When I arrive in Erbil, I will be greeted by, among others, my driver to Duhok, as well my friend Dr. Omar (who I blogged about during my 2010 visit). Besides being happy to see him, I will be pleased to deliver his new Kindle. Since Iraq has no banking system, and thus no credit card options, it is impossible to order even the simplest of items via the internet. The problem becomes even more complicated by the lack of a reliable postal system (I am told a fair number of items are mistakenly delivered to neighboring Iran. As long as I am not delivered there, I am cool…but Omar offers only laughing assurances on that matter).
Omar was up until recently unsure of his ability to meet me at the airport, as his job at the hospital has been exceptionally demanding of late, since most of the doctors in Erbil have been on strike. Omar chose to stay on the job, however. He works in the infant critical are unit, and as he explained, “if I don’t show up, the little ones will die.” The situation has me wondering how many other folks are suffering without doctors there, and trying to imagine how much worse things might have to be before others in his profession follow Omar’s lead. He isn’t working from a government mandate, but rather from a conscience. For some reason, his dedication reminds me of something my father said to me on more than one occasion, and something he communicated to his friends via a lifetime of actions: “Leave each place better off than you found it” (and those few that may have read my Facebook quotes may recall seeing that little gem). In reality, Grandfather emphasized the ideal to my father (I even recall “Popo” attempting to instill it into me directly, though I think in a vain attempt to get me to clean my room).
And speaking of Facebook…mine changed this year.
I am not talking about the switch to “The Timeline,” which I am still convinced Facebook deceptively trapped me into (I was under the impression that I could switch back if I clicked on the “try it” button. TRY IT, they said). No…I am talking about my “newsfeed.”
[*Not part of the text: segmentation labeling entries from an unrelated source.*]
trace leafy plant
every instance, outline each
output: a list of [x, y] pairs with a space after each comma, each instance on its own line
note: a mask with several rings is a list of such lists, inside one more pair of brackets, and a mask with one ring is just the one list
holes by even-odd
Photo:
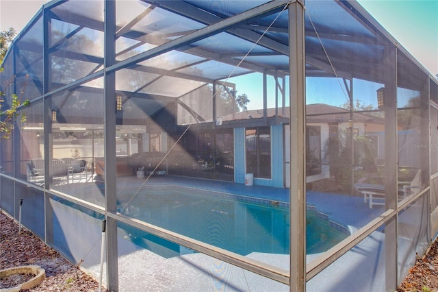
[[[3, 64], [3, 58], [9, 49], [9, 45], [16, 34], [15, 29], [12, 27], [10, 27], [8, 30], [0, 32], [0, 63]], [[3, 67], [1, 66], [0, 73], [3, 73]], [[26, 74], [26, 77], [27, 77], [29, 75]], [[8, 88], [13, 84], [14, 80], [15, 77], [13, 77], [2, 85], [4, 86], [4, 88]], [[10, 104], [8, 104], [9, 108], [5, 110], [3, 110], [3, 108], [6, 97], [3, 92], [0, 91], [0, 139], [8, 139], [10, 137], [16, 121], [21, 123], [26, 121], [27, 117], [25, 113], [23, 112], [20, 113], [19, 110], [21, 107], [27, 107], [29, 105], [29, 100], [26, 99], [23, 101], [25, 88], [26, 83], [23, 82], [21, 84], [20, 95], [16, 93], [10, 95]]]

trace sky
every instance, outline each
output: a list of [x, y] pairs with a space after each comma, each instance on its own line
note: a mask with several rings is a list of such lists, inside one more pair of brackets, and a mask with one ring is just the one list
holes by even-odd
[[[85, 1], [85, 0], [83, 0]], [[91, 0], [92, 1], [92, 0]], [[126, 1], [126, 0], [124, 0]], [[438, 0], [358, 0], [367, 10], [394, 38], [412, 54], [433, 76], [438, 75]], [[48, 3], [46, 0], [0, 0], [0, 30], [9, 27], [20, 32], [39, 11], [41, 6]], [[245, 84], [245, 82], [243, 82]], [[250, 86], [243, 86], [238, 91], [245, 93], [250, 97], [251, 103], [248, 109], [261, 108], [262, 99], [259, 95], [260, 88], [249, 82]], [[327, 84], [323, 92], [321, 84], [317, 86], [308, 82], [307, 98], [308, 104], [329, 103], [327, 90], [331, 95], [338, 97], [332, 99], [332, 105], [342, 106], [346, 101], [345, 92], [339, 91], [342, 86], [337, 84]], [[359, 84], [360, 86], [360, 84]], [[373, 97], [375, 99], [375, 88], [359, 88], [355, 86], [355, 92], [362, 95]], [[371, 93], [370, 91], [373, 91]], [[409, 95], [409, 94], [407, 93]], [[368, 104], [368, 97], [359, 98]], [[375, 101], [372, 101], [374, 102]], [[268, 105], [272, 106], [272, 105]]]
[[[0, 0], [0, 30], [20, 32], [48, 1]], [[359, 0], [433, 75], [438, 74], [438, 0]]]

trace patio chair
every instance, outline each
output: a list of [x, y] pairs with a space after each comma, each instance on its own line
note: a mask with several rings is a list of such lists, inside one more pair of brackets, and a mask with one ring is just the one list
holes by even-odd
[[[404, 199], [413, 193], [413, 189], [421, 187], [421, 171], [419, 170], [411, 182], [398, 182], [398, 197]], [[366, 183], [355, 184], [355, 189], [363, 195], [363, 202], [368, 202], [370, 208], [374, 205], [385, 205], [385, 186]]]
[[26, 163], [26, 175], [28, 182], [34, 182], [37, 177], [41, 176], [41, 173], [34, 169], [31, 162]]
[[86, 179], [88, 177], [88, 171], [87, 169], [87, 160], [81, 159], [79, 160], [75, 160], [71, 165], [70, 173], [72, 175], [72, 182], [75, 176], [79, 176], [79, 180], [82, 178], [82, 174], [85, 173]]
[[44, 173], [44, 159], [36, 158], [31, 160], [31, 169], [40, 173]]

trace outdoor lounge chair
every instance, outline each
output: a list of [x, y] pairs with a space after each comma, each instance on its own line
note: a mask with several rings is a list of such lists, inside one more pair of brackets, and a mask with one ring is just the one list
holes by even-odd
[[[413, 193], [413, 189], [421, 186], [421, 175], [419, 170], [411, 182], [399, 182], [398, 195], [404, 199]], [[373, 205], [385, 205], [385, 186], [381, 184], [366, 183], [355, 184], [355, 189], [363, 195], [363, 202], [368, 202], [370, 208]]]
[[[30, 162], [26, 163], [26, 174], [28, 181], [35, 181], [37, 177], [41, 179], [44, 178], [44, 159], [38, 158], [33, 159]], [[53, 178], [63, 179], [65, 178], [66, 182], [68, 183], [70, 171], [68, 165], [65, 164], [60, 159], [53, 159], [52, 160], [52, 173]]]

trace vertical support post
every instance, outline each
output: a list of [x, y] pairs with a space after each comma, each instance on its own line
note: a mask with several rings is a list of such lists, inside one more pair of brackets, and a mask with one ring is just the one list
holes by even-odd
[[[385, 51], [385, 207], [397, 209], [397, 57], [395, 46]], [[386, 290], [397, 287], [397, 217], [385, 227]]]
[[23, 206], [23, 199], [18, 201], [18, 234], [21, 234], [21, 206]]
[[[45, 95], [50, 90], [50, 84], [51, 82], [51, 58], [49, 55], [50, 42], [51, 39], [51, 18], [50, 16], [50, 11], [49, 8], [45, 8], [42, 12], [42, 23], [43, 23], [43, 36], [44, 36], [43, 42], [42, 51], [42, 93]], [[43, 99], [43, 110], [44, 110], [44, 188], [47, 189], [50, 187], [49, 163], [50, 153], [52, 147], [52, 119], [51, 119], [51, 97], [45, 97]], [[51, 165], [51, 163], [50, 163]], [[53, 242], [53, 210], [50, 204], [50, 198], [44, 193], [44, 237], [47, 243], [52, 243]]]
[[268, 125], [268, 74], [263, 73], [263, 121]]
[[99, 292], [102, 291], [103, 278], [103, 259], [105, 258], [105, 231], [106, 228], [106, 220], [102, 220], [102, 243], [101, 244], [101, 270], [99, 278]]
[[289, 5], [290, 291], [306, 288], [306, 108], [304, 3]]
[[[211, 117], [213, 117], [212, 121], [214, 121], [216, 120], [216, 117], [217, 117], [217, 109], [216, 109], [216, 80], [213, 82], [213, 90], [212, 90], [212, 94], [213, 94], [213, 97], [211, 98]], [[201, 114], [202, 114], [202, 112], [200, 112]]]
[[117, 221], [108, 217], [117, 212], [116, 182], [116, 72], [107, 68], [116, 63], [116, 1], [105, 1], [104, 52], [104, 154], [105, 212], [107, 222], [107, 283], [111, 291], [118, 291]]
Yours may look something like this:
Mine looks like:
Pile of bloody dead bodies
Video of child sitting on a table with his jaw blown off.
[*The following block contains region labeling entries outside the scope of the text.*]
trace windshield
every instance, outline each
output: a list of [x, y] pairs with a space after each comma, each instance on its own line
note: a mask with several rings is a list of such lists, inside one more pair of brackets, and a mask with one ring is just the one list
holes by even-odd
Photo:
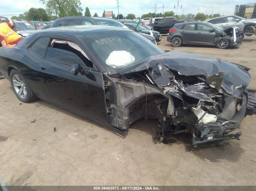
[[107, 69], [116, 71], [134, 65], [151, 56], [165, 52], [134, 32], [125, 32], [87, 40]]
[[218, 26], [215, 25], [215, 24], [212, 24], [210, 23], [208, 23], [208, 25], [210, 26], [213, 28], [215, 29], [217, 29], [219, 30], [224, 30], [224, 29], [221, 27], [220, 27]]
[[240, 19], [241, 20], [242, 20], [243, 19], [245, 19], [244, 18], [241, 17], [239, 17], [238, 16], [235, 16], [235, 17], [236, 17], [237, 18], [238, 18], [239, 19]]
[[36, 30], [35, 28], [29, 23], [15, 23], [17, 28], [17, 30]]
[[115, 21], [96, 21], [96, 23], [99, 25], [127, 28], [124, 24]]

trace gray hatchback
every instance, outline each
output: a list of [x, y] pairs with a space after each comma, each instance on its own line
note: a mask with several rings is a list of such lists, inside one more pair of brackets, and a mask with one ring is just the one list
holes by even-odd
[[167, 41], [176, 47], [183, 44], [215, 44], [217, 48], [224, 49], [242, 44], [244, 35], [241, 29], [230, 27], [224, 30], [201, 22], [179, 23], [169, 30]]

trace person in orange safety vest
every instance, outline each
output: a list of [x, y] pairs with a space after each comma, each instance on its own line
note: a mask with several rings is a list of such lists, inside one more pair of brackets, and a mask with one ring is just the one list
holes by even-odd
[[10, 19], [9, 23], [3, 22], [0, 19], [0, 42], [2, 46], [6, 46], [8, 45], [16, 44], [22, 39], [15, 33], [12, 28], [13, 23]]

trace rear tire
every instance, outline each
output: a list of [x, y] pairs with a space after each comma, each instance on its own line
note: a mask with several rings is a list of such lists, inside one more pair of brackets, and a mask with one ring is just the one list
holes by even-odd
[[216, 47], [218, 48], [224, 49], [229, 46], [230, 42], [229, 40], [225, 38], [221, 38], [216, 43]]
[[[244, 29], [244, 33], [255, 33], [256, 32], [256, 28], [253, 26], [248, 26]], [[248, 37], [250, 37], [253, 35], [253, 34], [245, 34]]]
[[16, 69], [13, 69], [10, 73], [10, 79], [12, 90], [20, 101], [28, 103], [36, 99], [37, 97], [21, 72]]
[[175, 37], [171, 39], [171, 44], [175, 47], [178, 47], [182, 44], [182, 40], [178, 37]]

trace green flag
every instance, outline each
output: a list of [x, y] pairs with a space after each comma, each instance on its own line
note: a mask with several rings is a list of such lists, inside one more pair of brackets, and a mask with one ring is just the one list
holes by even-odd
[[140, 25], [141, 25], [141, 20], [140, 19], [140, 18], [139, 17], [139, 24], [138, 25], [138, 28], [140, 28]]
Of course, most of the unpleasantness (of this scale, anyway) comes from Syria. They want me to see. They want US to see. And the video of the child — probably 12 or so years old, sitting up on a table with everything from below his nose to his adam’s apple removed by an artillery blast in Homs — brought it home to me (I was told he lived two whole days with the condition).
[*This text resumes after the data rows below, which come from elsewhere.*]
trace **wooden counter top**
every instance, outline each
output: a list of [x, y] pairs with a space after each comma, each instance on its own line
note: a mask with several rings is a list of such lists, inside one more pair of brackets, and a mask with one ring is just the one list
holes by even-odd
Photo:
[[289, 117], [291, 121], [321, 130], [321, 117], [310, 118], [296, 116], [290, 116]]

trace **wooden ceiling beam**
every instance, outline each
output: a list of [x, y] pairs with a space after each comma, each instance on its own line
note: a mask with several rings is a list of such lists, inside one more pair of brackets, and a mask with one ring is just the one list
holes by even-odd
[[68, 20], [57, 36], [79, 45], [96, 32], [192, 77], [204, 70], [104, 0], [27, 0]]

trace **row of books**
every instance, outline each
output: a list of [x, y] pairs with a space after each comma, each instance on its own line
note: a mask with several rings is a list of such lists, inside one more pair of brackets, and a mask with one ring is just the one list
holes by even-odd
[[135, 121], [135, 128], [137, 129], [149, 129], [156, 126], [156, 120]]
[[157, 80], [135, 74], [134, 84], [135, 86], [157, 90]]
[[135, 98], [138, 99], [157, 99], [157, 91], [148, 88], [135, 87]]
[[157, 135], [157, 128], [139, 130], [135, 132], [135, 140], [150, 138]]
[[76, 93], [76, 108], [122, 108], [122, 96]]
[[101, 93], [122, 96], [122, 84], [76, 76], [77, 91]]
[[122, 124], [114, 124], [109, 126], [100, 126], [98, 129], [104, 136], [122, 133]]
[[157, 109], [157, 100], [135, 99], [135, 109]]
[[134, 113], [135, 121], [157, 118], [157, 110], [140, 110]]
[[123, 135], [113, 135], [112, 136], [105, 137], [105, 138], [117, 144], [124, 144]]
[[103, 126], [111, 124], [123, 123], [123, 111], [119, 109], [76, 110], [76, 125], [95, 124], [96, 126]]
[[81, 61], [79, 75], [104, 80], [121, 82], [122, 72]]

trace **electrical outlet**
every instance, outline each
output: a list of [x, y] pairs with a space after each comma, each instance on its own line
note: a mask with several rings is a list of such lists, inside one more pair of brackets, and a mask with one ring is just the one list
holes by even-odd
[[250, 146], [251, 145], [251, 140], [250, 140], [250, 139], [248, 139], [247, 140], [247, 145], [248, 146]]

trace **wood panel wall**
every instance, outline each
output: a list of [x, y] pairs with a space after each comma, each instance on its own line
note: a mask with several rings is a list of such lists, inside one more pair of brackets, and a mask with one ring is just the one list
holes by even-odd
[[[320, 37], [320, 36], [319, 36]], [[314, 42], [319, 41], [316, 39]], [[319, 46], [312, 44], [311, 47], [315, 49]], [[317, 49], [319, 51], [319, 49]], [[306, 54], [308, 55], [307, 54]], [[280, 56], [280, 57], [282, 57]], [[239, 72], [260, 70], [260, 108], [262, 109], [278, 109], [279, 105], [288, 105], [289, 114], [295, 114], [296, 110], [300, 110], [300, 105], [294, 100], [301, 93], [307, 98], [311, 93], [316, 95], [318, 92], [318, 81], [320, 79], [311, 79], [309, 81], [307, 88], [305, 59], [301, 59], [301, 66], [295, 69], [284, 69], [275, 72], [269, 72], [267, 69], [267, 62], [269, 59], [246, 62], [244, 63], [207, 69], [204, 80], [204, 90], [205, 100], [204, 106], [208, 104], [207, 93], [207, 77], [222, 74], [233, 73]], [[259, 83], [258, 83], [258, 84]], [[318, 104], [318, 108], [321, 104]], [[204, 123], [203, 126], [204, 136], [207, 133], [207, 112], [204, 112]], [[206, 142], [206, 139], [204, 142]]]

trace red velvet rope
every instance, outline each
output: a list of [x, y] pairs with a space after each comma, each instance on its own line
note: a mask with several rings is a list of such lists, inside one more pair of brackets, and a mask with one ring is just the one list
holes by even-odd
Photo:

I can tell you that watching something like that makes a difficult transition in turning away from the computer to teach a piano lesson. He could have been one of my students.
Amjad Dabi is one of my students, and this year I raised the tuition money for him to leave Syria to come study with me in Lebanon during our planned summer YES academy (Thank You, Susan). But with the spill over of unrest from Syria into Lebanon, American Voices finally had to cancel the program there (at least as it stands at the moment). A week ago, a live chat with Amjad on Facebook revealed his disappointment, even as two large explosions near his home in Damascus interrupted our conversation.
But during this year, there was one constant during my correspondence with Amjad and my other Syrian friends… my students in Iraq, Lebanon, and even Jordan…and regardless of their circumstances:
So, for the third year in a row I am heading back to a region that is divided and unstable (Though Kurdistan itself is quite stable at the moment). I have been asked a thousand times why I am going, and I am not always sure I can give a concise answer. Is it simply to put something interesting on a resume, or an attempt to bolster my visibility at my University? Is it to engage the most eager body of students I have ever met, or to try recruit top talent to Baylor (One of my fine Lebanese students pieced together a full scholarship for next year, but his circumstances will now forbid him from using it). Or, can I just claim “the greater good?” My guess is that all of these things come into play to some degree, and then some. Ultimately, what I would like to believe is that it is an attempt to follow my father’s mandate, the way some view the mandate passed this week in America, and the mandate Omar has chosen for himself.
“Leave each place better off than you found it.”